The article by the authoritative commentator Ross Clark says:
“But Boris is believed to be less keen.
“According to Sebastian O’Kelly, who runs the Leasehold Knowledge Partnership, which has campaigned for leasehold reform and advises the all-party group ion leasehold reform, which had the support of 177 MPs in the last Parliament, “Boris will almost certainly shaft us.”
“He points out that Sir Lynton Crosby, who ran Boris’ campaign for Mayor of London and is involved in this general election campaign too, also has among his commercial clients Long Harbour, a £1.7 billion fund which invests in ground rents – and which would be one of the big losers from ground rent reform.”
The more nuanced view of O’Kelly was given to the annual general meeting of the Federation of Residential Property Associations.
Here it was argued that Boris Johnson might be tempted to side-line leasehold reform – even reneging on the repeated undertaking to set new ground rents to zero.

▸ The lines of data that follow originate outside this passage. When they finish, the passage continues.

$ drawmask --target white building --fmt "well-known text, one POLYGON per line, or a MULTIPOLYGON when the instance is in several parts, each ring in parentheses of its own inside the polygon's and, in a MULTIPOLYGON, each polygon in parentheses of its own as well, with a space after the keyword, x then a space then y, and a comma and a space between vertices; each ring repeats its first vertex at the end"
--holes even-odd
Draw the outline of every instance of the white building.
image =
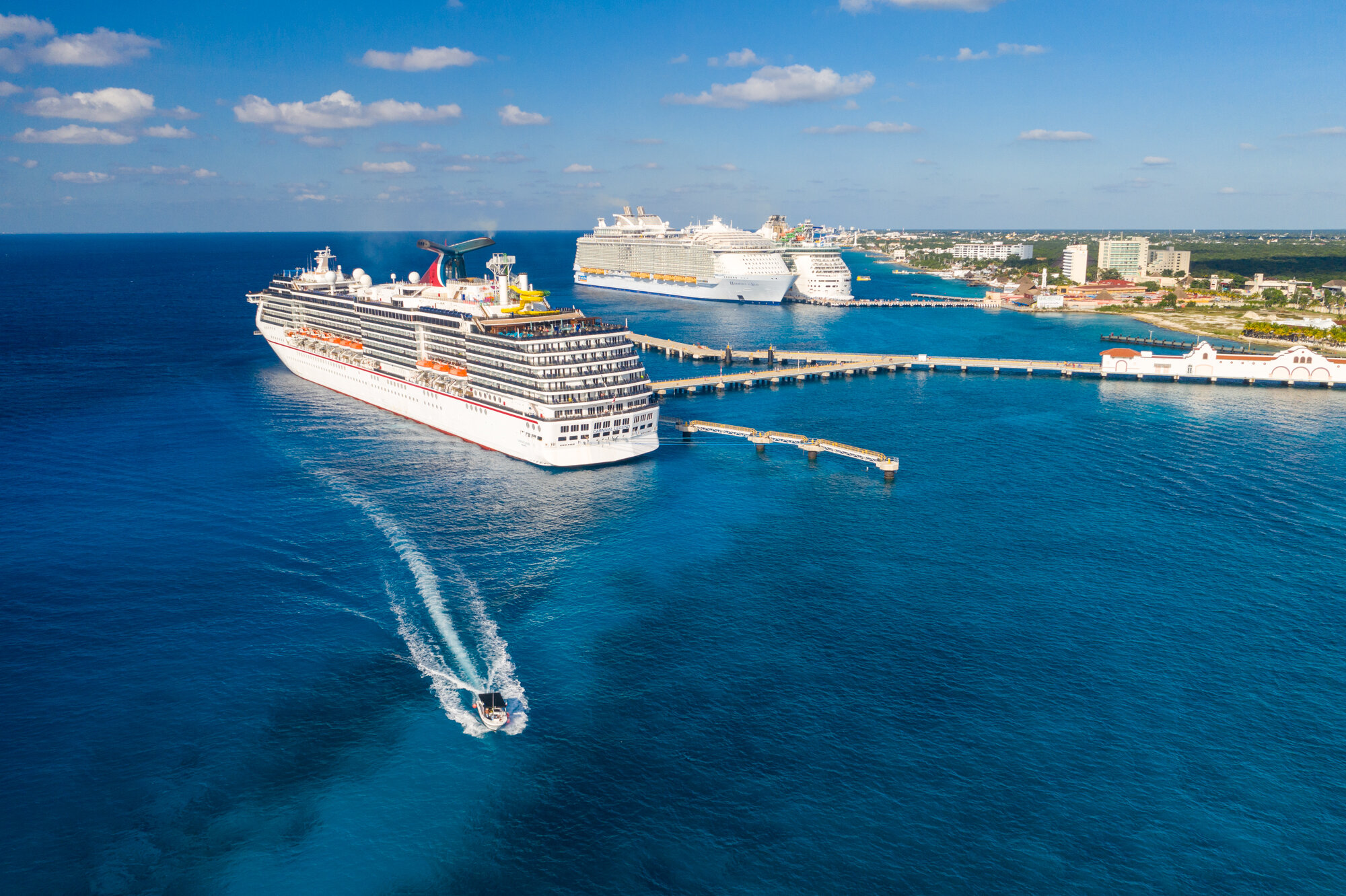
POLYGON ((1182 276, 1191 273, 1191 253, 1186 250, 1176 250, 1172 246, 1166 249, 1151 249, 1149 261, 1147 262, 1147 272, 1151 274, 1160 274, 1164 270, 1172 270, 1170 276, 1182 276))
POLYGON ((1032 258, 1032 244, 1007 246, 1003 242, 965 242, 953 248, 954 258, 970 258, 972 261, 1005 261, 1019 258, 1027 261, 1032 258))
POLYGON ((1066 246, 1061 257, 1061 276, 1070 283, 1085 283, 1089 278, 1089 245, 1066 246))
POLYGON ((1098 241, 1098 272, 1116 270, 1123 280, 1140 280, 1149 265, 1149 241, 1144 237, 1098 241))
POLYGON ((1346 358, 1329 358, 1304 346, 1291 346, 1275 355, 1226 354, 1211 348, 1209 342, 1201 342, 1186 355, 1109 348, 1102 352, 1102 371, 1141 377, 1339 383, 1346 382, 1346 358))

But events might shift the agenda. The reason is that 17,000 people are now living in private flats deemed valueless because of combustible cladding.
This dwarfs the 400 or so blocks with some form of Grenfell cladding, who were in line for a government handout of £200 million.
The obvious question is: why are they being given a free pass because they have Grenfell ACM cladding, when many more have equally combustible alternative forms of cladding?
And who is going to pay? This is a billion, possibly two, not just £200 million.
With such serious money at stake, policymakers are bound to scrutinise the legal structures around apartment blocks in England and Wales and ask: why on earth are we tolerating third-party, speculative freeholders? Some are distinctly unsavoury, and others are based offshore and unknowable.
Such as the owners of many of the Long Harbour freeholds.
Whoever is the next Communities Secretary has this landing on their desk.
One of the main factors in Jeremy Corbyn’s surprisingly strong showing in the 2017 general election was housing. Young voters are pretty fed up with being unable to afford a decent home, even when they are working hard and are earning a good income.